The baseline T2 values for cartilage before SVF treatment are presented in median ± IQR. Overall, the values were 51.1 ± 14.3 ms for the medial femoral condyle, 47.9 ± 13.1 ms for the lateral femoral condyle, 40.8 ± 9.6 ms for the medial tibial plateau, and 30.9 ± 4.5 ms for the lateral tibial plateau (Table 5). The T2 values for the medial femorotibial joint were significantly higher than those for the lateral femorotibial joint (p = 0.0002). Furthermore, the T2 values for the femoral condyles were significantly higher than those for the tibial plateaus (p < 0.0001). The T2 values for the patella cartilage were 45.9 ± 10.1 ms. The zonal region of interest (ROI) was divided into deep and superficial layers, based on the thickness of the cartilage (Table 6). In all joint compartments, the T2 values for the superficial layers were significantly higher than those of the deep layers (p < 0.0001).

Table 7 lists all the T2 values for cartilage in each segment. The T2 values were significantly lower than those in the baseline after SVF treatment in the anterior superficial layer of medial femoral cartilage, with relative changes of 6.7 ± 11.2 ms (p = 0.0052), and the middle superficial layer of lateral femoral cartilage, with relative changes of 3.7 ± 4.4 ms (p = 0.0131). However, the T2 values showed a significant increase in the posterior superficial layer of the medial tibial cartilage, with relative changes of −2.8 ± 3.5 ms (p = 0.0027). In most of the regions of cartilage in the tibia, femur, and patella, no significant differences were observed in T2 values before and after SVF treatment.

For testing the correlations between the relative changes in the questionnaires and the T2 values for cartilage, Spearman’s rank correlation coefficients were calculated (Figure 3). No definite correlations were observed between the relative changes in T2 values and the WOMAC, VAS, and KOOS scores at 3 or 6 months (Table 8).

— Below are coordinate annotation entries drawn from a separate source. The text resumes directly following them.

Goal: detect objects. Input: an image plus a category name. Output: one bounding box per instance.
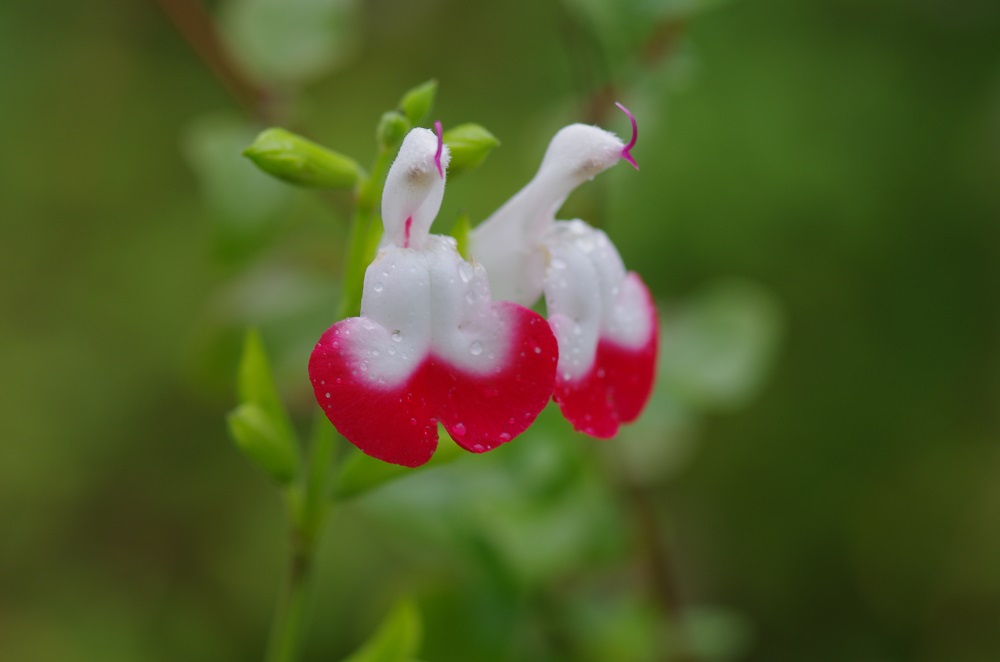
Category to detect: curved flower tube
[470,104,659,438]
[309,124,558,467]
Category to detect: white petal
[382,128,451,248]
[544,220,652,379]
[471,124,624,305]
[345,235,524,385]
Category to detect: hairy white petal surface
[543,220,653,380]
[470,124,624,306]
[345,235,514,386]
[382,128,451,249]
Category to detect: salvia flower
[470,104,659,438]
[309,123,558,467]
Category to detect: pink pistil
[615,101,639,170]
[434,120,444,179]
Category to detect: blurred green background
[0,0,1000,662]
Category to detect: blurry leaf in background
[659,280,783,411]
[188,264,338,406]
[344,598,423,662]
[682,606,753,662]
[220,0,360,83]
[182,113,292,238]
[227,329,299,485]
[620,280,783,483]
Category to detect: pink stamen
[434,120,444,179]
[615,101,639,170]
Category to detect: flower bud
[399,78,437,126]
[444,124,500,175]
[375,110,412,150]
[226,402,298,485]
[243,128,362,189]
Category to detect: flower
[309,123,558,467]
[470,104,659,438]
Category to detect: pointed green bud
[375,110,413,151]
[226,402,299,485]
[399,78,437,126]
[451,212,472,260]
[444,124,500,175]
[243,128,363,189]
[228,329,299,484]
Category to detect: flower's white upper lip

Table 9 lists all the cartilage thicknesses in every segment. In most of the regions of cartilage in the tibia, femur, and patella, no significant differences were observed in the cartilage thickness before and after SVF treatment. Only the middle segment in the lateral femur showed significantly thinner changes after SVF, with relative changes of 0.1 ± 0.2 mm (p = 0.0131).

4. Discussion

In our study, significant differences were observed in the changes of WOMAC (20.78 ± 7.03, p = 0.0183), VAS (2.00 ± 2.29, p = 0.0307), and KOOS (−11.01 ±13.93, p = 0.0453) be-tween pre-intervention and 6 months post-intervention. In addition, SVF demonstrated a positive effect on the anterior superficial layer of the medial femoral cartilage and middle superficial layer of the lateral femoral cartilage, while it had the opposite effect on the posterior superficial layer of the medial tibial cartilage.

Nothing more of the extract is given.